小説の主人公、イラストレーターの桃子は再婚を機に、夫の故郷である九州の町に移住。〈ただ二人が仲よく年老いていくことだけ〉を願った結婚生活は、認知症の義父、守の介護が始まり、一変する。
肺炎を併発して入院した守は昼夜が逆転、真夜中に〈朝じゃろ。さあ帰ろう〉と大声を出す。付き添う桃子がなだめても聞き入れず、夜が明けるまで同じやり取りを繰り返す。1日16時間の介護に、桃子は疲弊していく。
谷川さん自身も2005年、再婚をきっかけに、夫の実家のある長崎県の五島列島・福江島に移住した。数年後、義父の認知症が進み、義母と共に、「長男の嫁」として介護を担うようになった。
通い始めた介護施設や病院で目にしたのは、世話を求める義父から夜通し呼びつけられる女性や、追われるようにおむつを替え続ける介護ヘルパー、看護師たちの姿。「超高齢化社会の最前線で闘っているのは多くが女たち。疲れて、孤独でもある彼女たちのことを書きたいと思った」
介護が始まった12年は文芸賞を受賞し、「熱が冷めないうちに次作を」と意気込んでいた時期。亡くなっていく人のために、これから生きていく自分のキャリアをあきらめるのか? 作中の桃子の葛藤は、谷川さん自身が直面した悩みでもあった。

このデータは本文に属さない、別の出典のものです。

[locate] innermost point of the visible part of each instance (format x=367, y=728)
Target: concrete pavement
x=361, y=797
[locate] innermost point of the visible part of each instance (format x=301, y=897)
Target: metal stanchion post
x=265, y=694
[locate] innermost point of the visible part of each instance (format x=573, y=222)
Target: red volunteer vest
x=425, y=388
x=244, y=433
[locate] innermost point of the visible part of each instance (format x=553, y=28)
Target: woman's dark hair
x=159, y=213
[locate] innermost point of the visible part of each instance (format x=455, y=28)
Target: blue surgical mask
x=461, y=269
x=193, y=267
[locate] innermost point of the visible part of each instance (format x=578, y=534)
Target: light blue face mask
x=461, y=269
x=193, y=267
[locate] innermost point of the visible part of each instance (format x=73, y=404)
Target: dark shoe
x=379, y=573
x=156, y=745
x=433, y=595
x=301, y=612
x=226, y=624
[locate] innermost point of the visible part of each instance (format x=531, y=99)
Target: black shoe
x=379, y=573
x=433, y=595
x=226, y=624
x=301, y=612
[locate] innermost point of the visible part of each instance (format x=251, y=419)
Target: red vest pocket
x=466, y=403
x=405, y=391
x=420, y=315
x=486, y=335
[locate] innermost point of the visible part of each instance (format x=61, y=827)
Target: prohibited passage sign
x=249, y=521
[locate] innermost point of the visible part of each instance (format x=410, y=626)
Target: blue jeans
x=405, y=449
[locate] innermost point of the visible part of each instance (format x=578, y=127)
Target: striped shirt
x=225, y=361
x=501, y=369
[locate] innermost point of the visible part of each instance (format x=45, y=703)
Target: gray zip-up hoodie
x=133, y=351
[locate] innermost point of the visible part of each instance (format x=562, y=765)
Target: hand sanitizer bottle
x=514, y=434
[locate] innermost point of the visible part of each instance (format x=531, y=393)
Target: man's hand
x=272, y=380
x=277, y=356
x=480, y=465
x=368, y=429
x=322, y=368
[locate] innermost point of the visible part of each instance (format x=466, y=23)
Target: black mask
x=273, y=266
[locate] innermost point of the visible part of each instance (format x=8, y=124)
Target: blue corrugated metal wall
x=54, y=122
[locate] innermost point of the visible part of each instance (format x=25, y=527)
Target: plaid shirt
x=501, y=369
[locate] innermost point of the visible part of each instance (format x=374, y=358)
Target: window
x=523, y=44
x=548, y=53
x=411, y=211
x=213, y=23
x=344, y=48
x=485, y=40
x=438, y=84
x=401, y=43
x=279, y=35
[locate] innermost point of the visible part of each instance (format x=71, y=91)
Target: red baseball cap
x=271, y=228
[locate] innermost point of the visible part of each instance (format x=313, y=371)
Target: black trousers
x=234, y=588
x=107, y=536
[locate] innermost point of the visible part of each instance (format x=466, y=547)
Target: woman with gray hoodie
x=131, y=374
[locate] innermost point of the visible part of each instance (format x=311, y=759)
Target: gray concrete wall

桃子をさらに苦しめたのが、地域社会独特の「世間の目」だ。「長男の嫁」なら介護して当然と見なされ、施設に入れようものなら〈とうとう追い出した〉とうわさになる。
〈(あのまま続けていたら)きっと守を心底憎んだと思う〉ところまで追い詰められた桃子は、対価を払って人の手を借りることで救われ、情愛をもって最期をみとる。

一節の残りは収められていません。